O Federal Reserve interrompeu o ciclo de cortes iniciado em 2025 e manteve a taxa de juros no intervalo entre 3,50% e 3,75% ao ano, além de revisar sua avaliação da atividade econômica de “moderada” para “sólida”. A decisão foi tomada por votação dividida, por 10 a 2, com dissidências de Stephen Miran e Christopher Waller, que defenderam um novo corte, evidenciando divergências internas sobre o ritmo adequado do afrouxamento monetário.
No comunicado, o Fed destacou a resiliência do consumo e do investimento empresarial, enquanto o mercado de trabalho foi descrito como em processo de estabilização.
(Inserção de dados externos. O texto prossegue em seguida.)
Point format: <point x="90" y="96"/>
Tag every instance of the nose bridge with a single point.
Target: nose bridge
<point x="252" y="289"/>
A taxa de desemprego recuou de 4,6% para 4,4% em dois meses, reforçando a leitura de um mercado ainda apertado, mas sem sinais claros de superaquecimento.
No campo inflacionário, o Fed reconheceu que a inflação permanece em patamar elevado, com o núcleo do PCE em torno de 3%. Parte dessa pressão foi atribuída a efeitos temporários das tarifas sobre preços de bens, ao mesmo tempo em que o comitê apontou continuidade do processo de desinflação nos serviços de forma mais consistente.
O tom dividido da decisão também reforçou o componente político crescente na condução da política monetária. Além de Michelle Bowman, que votou pela manutenção, Miran e Waller possuem ligação direta com Donald Trump, tendo sido nomeados pelo ex-presidente. Com isso, Trump passa a estar associado a três dos doze votantes do Board e agora indica Kevin Warsh para a diretoria.
Ex-governador do Fed e ex-assessor econômico da Casa Branca, Warsh tem defendido uma visão mais favorável a juros estruturalmente mais baixos, apoiada em ganhos de produtividade impulsionados pela inteligência artificial, além de maior foco no mandato dual e na redução do balanço do banco central, adicionando uma nova camada de debate à trajetória futura da política monetária dos EUA.
Confira o que movimentou os mercados no campo macroeconômico:
O índice do dólar apresentou recuperação ao longo da semana, retestando a principal resistência local em 97,943 pontos. O movimento sugere que a indicação de Kevin Warsh foi interpretada pelo mercado como um sinal de maior previsibilidade e compromisso institucional, oferecendo suporte ao dólar. Essa leitura contrasta com a retórica de “dólar fraco” defendida por Donald Trump e reforça a percepção de que a política monetária pode permanecer mais conservadora do que o discurso político sugere.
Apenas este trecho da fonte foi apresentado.